Sweet Tooth

Morgan Jones
4 min readJun 13, 2021

“Sweet Tooth” was for me and will likely be for many who watch it the first piece of popular culture that deliberately apes what we have all just lived through. In the 8 part Netflix series released on June 4th, we watch as the deadly H5G9 virus begins to spread; people fearfully adjust masks and argue about whether they are a form of social control. There is debate as to whether the strain has leaked from a lab. It is all superficially familiar.

While adapted from a comic that first appeared in 2009, Sweet Tooth was filmed in mid-2020 (with permits, in New Zealand). Its gestures towards our pandemic experience are very much meant, even if the show’s premise (the plague brings with it “hybrid children”, babies born part human and part animal) is somewhat more fantastical.

And yet, for all this verisimilitude registers as novel, as something newly crossed into the world of the screens and reflected back at us, the programme’s grounding in its plague world feels flimsy. With a lead character who is part boy, part deer, perhaps things were always going to be twee; and yet it has somehow managed to be twee in a very specific and strangely dated way. It’s like Mumford and Sons do the apocalypse, but not how they actually did it, which was by going a bit fash, but how they would have done it in 2013, in that period where Buzzfeed listicles of tiny house and tiny, meaningful tattoos were very in, along with shirts with pictures of wolves and deer superimposed on geometric patterns.

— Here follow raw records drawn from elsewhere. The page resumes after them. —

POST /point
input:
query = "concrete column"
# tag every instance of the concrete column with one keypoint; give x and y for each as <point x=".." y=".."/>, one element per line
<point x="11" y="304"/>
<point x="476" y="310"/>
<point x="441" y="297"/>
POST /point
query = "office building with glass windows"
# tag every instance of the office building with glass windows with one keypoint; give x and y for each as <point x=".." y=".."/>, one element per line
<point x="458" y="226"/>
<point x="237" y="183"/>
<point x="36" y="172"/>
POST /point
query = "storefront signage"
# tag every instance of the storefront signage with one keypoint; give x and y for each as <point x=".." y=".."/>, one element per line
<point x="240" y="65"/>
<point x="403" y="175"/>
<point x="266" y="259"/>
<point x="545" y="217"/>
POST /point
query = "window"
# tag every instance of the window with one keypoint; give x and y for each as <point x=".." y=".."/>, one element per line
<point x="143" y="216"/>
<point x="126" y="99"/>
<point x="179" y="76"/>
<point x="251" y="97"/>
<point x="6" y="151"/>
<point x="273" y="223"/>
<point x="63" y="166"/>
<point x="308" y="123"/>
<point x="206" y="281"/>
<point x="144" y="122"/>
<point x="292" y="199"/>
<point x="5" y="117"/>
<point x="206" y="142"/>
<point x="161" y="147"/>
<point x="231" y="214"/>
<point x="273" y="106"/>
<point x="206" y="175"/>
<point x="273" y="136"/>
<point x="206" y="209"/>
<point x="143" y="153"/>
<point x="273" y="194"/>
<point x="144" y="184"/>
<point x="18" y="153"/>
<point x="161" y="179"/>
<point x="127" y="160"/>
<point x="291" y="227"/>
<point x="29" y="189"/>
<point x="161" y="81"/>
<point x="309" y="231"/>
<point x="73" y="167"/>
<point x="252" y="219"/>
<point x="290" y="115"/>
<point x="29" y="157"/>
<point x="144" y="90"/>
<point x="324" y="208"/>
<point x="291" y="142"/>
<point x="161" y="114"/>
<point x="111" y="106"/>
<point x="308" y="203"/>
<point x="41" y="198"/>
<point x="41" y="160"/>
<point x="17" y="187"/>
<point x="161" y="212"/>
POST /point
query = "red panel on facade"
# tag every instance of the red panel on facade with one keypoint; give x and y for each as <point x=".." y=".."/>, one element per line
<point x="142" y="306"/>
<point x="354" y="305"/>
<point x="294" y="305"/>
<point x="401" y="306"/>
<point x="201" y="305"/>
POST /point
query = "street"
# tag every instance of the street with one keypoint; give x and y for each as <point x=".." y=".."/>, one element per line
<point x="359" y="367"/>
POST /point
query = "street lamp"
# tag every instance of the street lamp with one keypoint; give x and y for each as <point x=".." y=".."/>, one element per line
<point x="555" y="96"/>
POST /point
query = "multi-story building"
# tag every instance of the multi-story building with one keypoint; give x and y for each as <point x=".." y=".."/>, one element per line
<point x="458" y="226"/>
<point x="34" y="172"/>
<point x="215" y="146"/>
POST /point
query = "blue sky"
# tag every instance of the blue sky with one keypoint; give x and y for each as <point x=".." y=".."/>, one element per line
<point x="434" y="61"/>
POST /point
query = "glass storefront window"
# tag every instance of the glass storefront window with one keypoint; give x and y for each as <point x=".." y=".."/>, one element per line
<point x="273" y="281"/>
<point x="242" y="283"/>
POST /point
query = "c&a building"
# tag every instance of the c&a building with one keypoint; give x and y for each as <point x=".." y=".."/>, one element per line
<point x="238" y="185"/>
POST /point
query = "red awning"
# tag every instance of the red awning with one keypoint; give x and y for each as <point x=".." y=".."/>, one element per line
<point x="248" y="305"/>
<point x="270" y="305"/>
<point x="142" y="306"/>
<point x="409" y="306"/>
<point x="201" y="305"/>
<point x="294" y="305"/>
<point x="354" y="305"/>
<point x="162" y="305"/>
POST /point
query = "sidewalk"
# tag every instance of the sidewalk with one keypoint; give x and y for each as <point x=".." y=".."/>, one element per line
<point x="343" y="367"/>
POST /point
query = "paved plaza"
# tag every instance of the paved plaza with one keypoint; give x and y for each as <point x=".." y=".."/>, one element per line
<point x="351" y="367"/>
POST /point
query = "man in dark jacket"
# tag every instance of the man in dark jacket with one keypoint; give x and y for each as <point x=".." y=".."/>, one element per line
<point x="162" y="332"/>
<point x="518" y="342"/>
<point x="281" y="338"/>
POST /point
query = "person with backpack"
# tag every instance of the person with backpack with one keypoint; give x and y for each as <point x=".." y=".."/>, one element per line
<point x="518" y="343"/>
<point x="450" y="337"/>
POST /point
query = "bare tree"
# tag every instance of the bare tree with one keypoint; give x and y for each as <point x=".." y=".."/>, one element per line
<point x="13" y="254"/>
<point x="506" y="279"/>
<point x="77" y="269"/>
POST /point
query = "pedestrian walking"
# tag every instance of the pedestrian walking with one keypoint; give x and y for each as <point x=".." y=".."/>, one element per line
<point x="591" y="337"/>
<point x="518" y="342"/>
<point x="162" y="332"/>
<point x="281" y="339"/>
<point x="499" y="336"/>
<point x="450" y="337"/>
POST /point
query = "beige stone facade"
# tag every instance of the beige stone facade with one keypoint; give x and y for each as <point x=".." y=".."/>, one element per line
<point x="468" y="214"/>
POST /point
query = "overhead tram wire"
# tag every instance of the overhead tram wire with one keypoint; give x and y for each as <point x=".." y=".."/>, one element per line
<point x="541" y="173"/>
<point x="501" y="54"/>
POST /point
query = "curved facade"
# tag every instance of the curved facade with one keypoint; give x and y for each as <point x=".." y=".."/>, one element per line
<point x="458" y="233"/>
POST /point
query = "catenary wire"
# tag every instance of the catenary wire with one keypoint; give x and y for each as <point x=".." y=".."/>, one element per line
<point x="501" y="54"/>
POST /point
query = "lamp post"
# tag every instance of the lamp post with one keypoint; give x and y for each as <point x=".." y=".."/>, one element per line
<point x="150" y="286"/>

Pandemic wise, I have been to the year 3000; I do not need Sweet Tooth’s 2013 hipster folk revival version of the end times. It is possible for shows to fail not on their own merits, but on the comparative merits of the things that they resemble, and it is impossible to watch Sweet Tooth without being reminded of Utopia, which on Channel 4 in 2013 provided a far more accurate rendering of our current predicaments than 2021 has yet to. The two shows clearly share some DNA, both concerning flu pandemics, ideas of genetic purity, and conspiracies relating to hybrid humans, and both starring Adeel Akhtar as fundamentally decent men who find that they will do unspeakable things for the causes in which they believe.

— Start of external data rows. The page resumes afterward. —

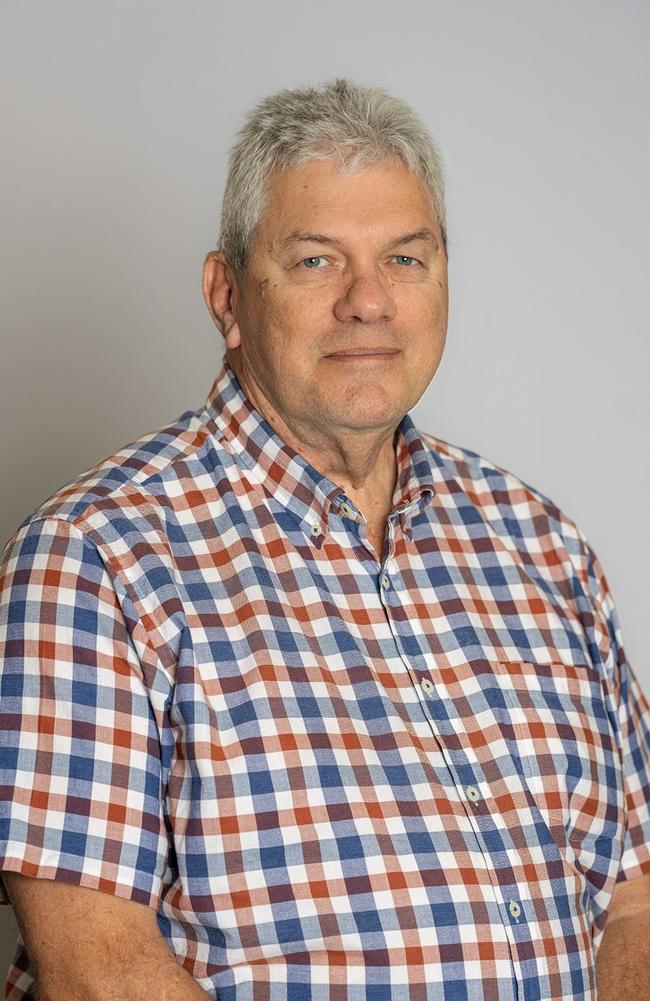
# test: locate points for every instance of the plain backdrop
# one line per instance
(116, 120)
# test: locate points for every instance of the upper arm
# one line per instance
(630, 898)
(80, 756)
(73, 935)
(88, 945)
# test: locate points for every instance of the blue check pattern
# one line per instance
(334, 778)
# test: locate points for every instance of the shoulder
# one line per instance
(521, 517)
(134, 484)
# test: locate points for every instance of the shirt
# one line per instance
(334, 779)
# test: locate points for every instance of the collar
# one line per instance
(291, 480)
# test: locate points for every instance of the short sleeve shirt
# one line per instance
(334, 774)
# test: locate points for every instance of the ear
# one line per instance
(218, 286)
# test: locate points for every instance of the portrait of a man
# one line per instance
(298, 700)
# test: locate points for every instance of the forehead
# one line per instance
(320, 194)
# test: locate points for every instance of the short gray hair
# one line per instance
(360, 126)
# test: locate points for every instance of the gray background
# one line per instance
(115, 122)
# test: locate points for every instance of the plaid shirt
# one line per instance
(335, 780)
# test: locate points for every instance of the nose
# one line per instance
(368, 298)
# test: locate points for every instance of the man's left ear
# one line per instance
(218, 283)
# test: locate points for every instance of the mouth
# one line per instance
(359, 353)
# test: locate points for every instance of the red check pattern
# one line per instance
(333, 778)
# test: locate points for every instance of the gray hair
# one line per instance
(359, 126)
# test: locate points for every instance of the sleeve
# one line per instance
(633, 718)
(634, 722)
(80, 773)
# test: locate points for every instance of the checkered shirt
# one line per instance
(333, 779)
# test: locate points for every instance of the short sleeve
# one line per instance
(634, 721)
(633, 718)
(80, 773)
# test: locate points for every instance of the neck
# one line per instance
(363, 462)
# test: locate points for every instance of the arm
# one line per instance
(623, 959)
(88, 946)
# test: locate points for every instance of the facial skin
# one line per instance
(338, 323)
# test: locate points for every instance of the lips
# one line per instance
(363, 352)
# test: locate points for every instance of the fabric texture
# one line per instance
(333, 778)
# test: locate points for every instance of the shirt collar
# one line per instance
(290, 479)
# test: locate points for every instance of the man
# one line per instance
(299, 703)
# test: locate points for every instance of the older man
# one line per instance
(322, 707)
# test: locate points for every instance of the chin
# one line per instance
(372, 406)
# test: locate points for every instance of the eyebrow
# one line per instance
(301, 236)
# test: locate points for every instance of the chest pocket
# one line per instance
(565, 747)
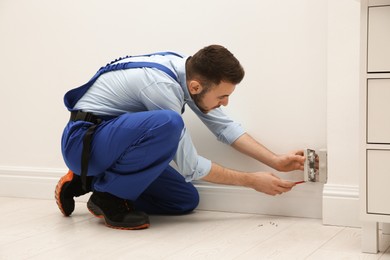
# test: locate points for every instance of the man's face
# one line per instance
(207, 100)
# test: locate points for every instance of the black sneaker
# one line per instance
(117, 213)
(68, 187)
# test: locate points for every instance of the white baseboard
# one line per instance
(341, 205)
(336, 204)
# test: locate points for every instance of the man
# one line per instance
(126, 128)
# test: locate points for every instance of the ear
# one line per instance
(194, 87)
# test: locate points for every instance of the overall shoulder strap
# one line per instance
(72, 96)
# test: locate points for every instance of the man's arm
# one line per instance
(289, 162)
(260, 181)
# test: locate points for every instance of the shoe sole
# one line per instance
(97, 212)
(59, 189)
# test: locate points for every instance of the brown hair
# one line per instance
(214, 64)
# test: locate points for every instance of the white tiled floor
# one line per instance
(35, 229)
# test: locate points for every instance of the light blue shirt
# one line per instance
(143, 89)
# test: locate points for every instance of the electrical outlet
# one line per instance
(310, 173)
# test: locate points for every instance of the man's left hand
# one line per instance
(290, 162)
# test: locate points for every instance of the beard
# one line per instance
(198, 100)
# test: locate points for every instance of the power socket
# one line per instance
(310, 173)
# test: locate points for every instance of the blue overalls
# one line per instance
(129, 155)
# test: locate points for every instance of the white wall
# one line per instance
(341, 193)
(48, 47)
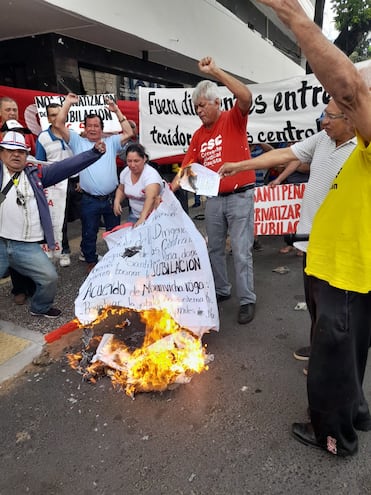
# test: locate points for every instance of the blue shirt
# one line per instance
(100, 178)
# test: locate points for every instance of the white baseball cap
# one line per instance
(14, 141)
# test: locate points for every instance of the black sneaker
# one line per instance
(220, 297)
(302, 354)
(51, 313)
(246, 313)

We have all just lived through something. The ridges on the roofs of our mouths are burnt and we are changed to ourselves as the world is changed around us. Hundreds of thousands of people have died. There is no television programme that could sum this up, but the strangest and most extreme art can rhyme with the strangest and most extreme experiences, and in Utopia, drab and saturated, soundtracked with unseen steady voiced news readers reporting a dying world, every corner of the screen hung with the sensation of being hunted, you can feel a little of the world we have come to inhabit.

In its unusual position- standing in the shadow of both the surreal reality of the plague, and the shifting cultural shadow of Utopia- Sweet Tooth, which might otherwise have come and gone quickly and passed into the silt at the bottom of the riverbed of Netflix original serieses and out of memory finds itself sticking, and not in a particularly good way. Both Sweet Tooth and Utopia take place primarily on the road. In Sweet Tooth our characters travel through scenic forests and across grassy plains framed under big skies, and you always feel that they are making progress on their journey: they have the invisible hand of narrative propulsion seeing them right. In Utopia we watch the protagonists travel constantly, through car parks and motor way services stations and the alleys at the backs of people’s gardens, moving through all of the barely places of our world. They eat crisps and are always tired and uncertain. Sweet Tooth unfolds on screen like a show that had the luxury of being filmed in New Zealand. Utopia is a cramped desk chair of a programme; it feels like it has been working and eating and sleeping in the same room for months.

Utopia was cancelled after two seasons in 2014, and was subject to an American remake, released in 2020, which I have not seen and do not intend to see. This seems to me akin to trying to remake a memory; the light will never slant quite right. Sweet Tooth, of course, is not a remake; it is not trying to be. You suspect the thing it most aspires to resemble is Station Eleven, Emily St John Mandel’s 2014 novel about a theatre company touring the remnants of America two decades out from a devastating pandemic. Station Eleven spins a world that is settled into its catastrophic changedness, where a new, quiet beauty is beginning to come clear; it was meant to be filmed for television in 2020, with Himesh Patel and Mackenzie Davies in the leads. Production was cancelled due to the pandemic.

Sweet Tooth, then, is not Station Eleven, and it is not Utopia, but it is not Utopia in a world that very much is, and I will brook no halfway houses, no attempts to light the path we have just walked with mason jars full of fairy lights. It is dangerous to be a pale imitation of something whose teeth have only become more real over time.